The walk to the beach was brief in reality. But tucked beneath Jacob’s arm, Ariel had a ha
rd time breathing during the seemingly interminable stroll. “I thought you said no touching,” she whispered.
He stopped suddenly and picked a magenta bougainvillea blossom to tuck behind her ear. “We’re in public,” he said simply. “I’m working on my role as adoring boyfriend.” His head lowered. “Exhibit A.”
The kiss was fleeting. Definitely manufactured for anyone who might be watching. But its effect on Ariel was nonetheless potent. She stumbled when they resumed walking and had to grab Jacob’s arm to keep from falling. “Sorry,” she muttered, wincing as her ankle throbbed.
Jacob shook his head in disgust. “You couldn’t settle for a nice pair of flip-flops?” As they reached their destination, he released her and began spreading out their beach blankets.
Her three-inch cork-soled wedges were meant more for show than for practicality. “We live and die by fashion in this business, Doc. I can’t wear just anything. It’s all about the package.”
He held out his hand. “Sit down before you break a leg. Your talent is what makes the movie. Why should they care what you wear when you’re not working?”

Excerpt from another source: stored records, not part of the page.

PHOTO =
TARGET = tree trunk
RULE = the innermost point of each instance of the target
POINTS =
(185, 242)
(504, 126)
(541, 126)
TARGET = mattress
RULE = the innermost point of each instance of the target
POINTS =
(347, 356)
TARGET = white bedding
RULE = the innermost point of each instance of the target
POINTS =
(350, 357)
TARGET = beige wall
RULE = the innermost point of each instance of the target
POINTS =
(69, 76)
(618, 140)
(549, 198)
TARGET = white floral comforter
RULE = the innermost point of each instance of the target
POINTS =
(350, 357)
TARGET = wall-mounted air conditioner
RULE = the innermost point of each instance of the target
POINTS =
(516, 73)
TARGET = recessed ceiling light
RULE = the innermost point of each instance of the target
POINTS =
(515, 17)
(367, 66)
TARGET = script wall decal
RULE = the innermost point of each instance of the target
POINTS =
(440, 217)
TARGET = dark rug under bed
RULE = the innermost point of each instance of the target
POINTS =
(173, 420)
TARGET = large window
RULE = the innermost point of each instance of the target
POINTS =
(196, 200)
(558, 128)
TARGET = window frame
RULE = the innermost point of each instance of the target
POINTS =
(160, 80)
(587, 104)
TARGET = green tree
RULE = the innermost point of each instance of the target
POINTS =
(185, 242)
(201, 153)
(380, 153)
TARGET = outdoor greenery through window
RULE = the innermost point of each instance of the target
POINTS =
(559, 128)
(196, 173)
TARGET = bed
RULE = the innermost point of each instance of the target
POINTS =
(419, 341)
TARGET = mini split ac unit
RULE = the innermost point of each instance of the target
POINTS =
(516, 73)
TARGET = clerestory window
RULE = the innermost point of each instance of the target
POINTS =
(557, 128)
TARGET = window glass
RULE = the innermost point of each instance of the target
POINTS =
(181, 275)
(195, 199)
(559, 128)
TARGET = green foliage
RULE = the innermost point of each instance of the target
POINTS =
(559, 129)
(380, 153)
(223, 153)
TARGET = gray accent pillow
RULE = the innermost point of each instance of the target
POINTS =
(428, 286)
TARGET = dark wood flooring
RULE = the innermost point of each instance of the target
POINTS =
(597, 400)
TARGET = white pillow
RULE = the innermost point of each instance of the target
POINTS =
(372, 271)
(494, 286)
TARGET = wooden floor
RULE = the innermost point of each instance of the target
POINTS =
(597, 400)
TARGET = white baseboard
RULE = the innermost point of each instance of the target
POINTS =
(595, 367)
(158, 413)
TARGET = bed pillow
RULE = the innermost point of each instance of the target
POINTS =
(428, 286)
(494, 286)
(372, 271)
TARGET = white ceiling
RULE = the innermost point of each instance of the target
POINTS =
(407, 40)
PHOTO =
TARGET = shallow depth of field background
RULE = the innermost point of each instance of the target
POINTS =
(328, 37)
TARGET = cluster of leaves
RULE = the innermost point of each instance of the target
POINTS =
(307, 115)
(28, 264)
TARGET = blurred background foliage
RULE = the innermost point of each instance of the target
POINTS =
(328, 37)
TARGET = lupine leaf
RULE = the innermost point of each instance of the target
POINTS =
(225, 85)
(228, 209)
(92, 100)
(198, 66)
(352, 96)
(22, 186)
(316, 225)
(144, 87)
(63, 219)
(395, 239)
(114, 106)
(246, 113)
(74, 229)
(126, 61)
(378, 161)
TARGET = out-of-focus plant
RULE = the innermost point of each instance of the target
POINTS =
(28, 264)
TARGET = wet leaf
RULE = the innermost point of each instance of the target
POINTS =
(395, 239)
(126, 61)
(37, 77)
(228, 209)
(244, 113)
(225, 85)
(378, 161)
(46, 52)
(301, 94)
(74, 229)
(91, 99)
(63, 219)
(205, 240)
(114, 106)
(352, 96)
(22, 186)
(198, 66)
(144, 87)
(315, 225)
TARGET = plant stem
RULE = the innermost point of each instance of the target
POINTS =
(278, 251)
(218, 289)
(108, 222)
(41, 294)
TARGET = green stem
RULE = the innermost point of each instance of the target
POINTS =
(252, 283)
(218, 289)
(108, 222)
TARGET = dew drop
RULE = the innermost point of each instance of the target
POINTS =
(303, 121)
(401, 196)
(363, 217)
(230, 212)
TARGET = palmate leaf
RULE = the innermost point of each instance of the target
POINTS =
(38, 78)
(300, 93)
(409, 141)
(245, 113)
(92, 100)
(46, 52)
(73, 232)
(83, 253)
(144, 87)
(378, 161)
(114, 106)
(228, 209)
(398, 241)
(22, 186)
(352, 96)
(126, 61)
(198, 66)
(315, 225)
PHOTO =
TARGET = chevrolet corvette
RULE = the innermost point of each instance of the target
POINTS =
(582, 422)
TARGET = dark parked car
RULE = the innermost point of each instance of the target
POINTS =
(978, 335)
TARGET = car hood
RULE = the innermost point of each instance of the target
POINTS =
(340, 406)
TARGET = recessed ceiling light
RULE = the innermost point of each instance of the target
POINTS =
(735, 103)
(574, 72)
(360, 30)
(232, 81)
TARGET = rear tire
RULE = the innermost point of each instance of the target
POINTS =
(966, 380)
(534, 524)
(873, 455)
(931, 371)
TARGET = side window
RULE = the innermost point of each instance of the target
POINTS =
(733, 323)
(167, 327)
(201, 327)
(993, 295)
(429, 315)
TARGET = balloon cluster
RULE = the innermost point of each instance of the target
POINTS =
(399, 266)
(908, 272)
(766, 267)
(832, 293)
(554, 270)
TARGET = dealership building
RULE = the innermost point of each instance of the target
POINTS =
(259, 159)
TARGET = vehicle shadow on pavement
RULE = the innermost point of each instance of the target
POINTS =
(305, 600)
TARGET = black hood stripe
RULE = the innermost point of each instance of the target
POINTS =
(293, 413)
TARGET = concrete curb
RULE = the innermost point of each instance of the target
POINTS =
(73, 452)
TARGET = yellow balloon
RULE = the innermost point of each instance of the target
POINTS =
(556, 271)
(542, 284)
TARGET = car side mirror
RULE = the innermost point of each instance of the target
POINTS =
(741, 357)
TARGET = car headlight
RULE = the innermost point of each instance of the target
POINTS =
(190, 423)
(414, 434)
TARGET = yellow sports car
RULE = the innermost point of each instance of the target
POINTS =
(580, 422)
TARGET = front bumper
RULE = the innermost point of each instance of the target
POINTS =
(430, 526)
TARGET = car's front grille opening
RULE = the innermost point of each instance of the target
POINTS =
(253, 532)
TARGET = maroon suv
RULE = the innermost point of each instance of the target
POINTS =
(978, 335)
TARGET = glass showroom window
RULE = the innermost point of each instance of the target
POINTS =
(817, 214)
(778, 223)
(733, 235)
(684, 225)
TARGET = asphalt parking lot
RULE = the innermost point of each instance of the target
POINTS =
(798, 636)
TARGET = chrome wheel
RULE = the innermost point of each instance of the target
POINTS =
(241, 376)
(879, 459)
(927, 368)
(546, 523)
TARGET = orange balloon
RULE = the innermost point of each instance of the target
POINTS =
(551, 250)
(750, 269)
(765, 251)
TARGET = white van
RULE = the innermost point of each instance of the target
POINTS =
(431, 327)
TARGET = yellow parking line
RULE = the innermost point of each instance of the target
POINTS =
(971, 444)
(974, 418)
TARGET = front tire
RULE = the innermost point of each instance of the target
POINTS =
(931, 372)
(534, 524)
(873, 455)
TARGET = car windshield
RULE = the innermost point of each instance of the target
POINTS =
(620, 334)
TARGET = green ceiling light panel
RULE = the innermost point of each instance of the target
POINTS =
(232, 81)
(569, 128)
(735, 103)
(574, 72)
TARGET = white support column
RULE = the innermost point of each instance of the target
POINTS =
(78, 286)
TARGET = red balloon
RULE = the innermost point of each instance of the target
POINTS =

“I play a role on this side of the camera as much as I do during shooting.” She knelt beside him. “It’s not the same, of course. I play myself, but it’s a jacked-up version of me. Glam clothes, perfect hair, pricey accessories. When I’m the movie star, everyone wins. My films get more buzz, the tabloids snap pictures, and my fans get to believe that my life is perfect.”
He registered her sarcasm, but the sympathy she saw in his steady gaze made her squirm. “Sounds like a lot of work for nothing. But you’re looking better,” he said, grabbing a few large shells to pin down the corners of their towels. “I think you’ve gained a few pounds. Have you taken the medicine every day?”
She nodded, whipping her cover-up over her head and stretching out on her back with a sigh of contentment. “Everything the doctor ordered,” she murmured. Eyes closed, she tried to ignore the big, warm male body stretched out next to hers.
She had used the term sunbathing loosely. Rarely did she court the full sun. Too many older actresses she met had skin like leather, not to mention the health risks of UV exposure. So she and Jacob were tucked away in a patch of shade beneath a trio of palm trees.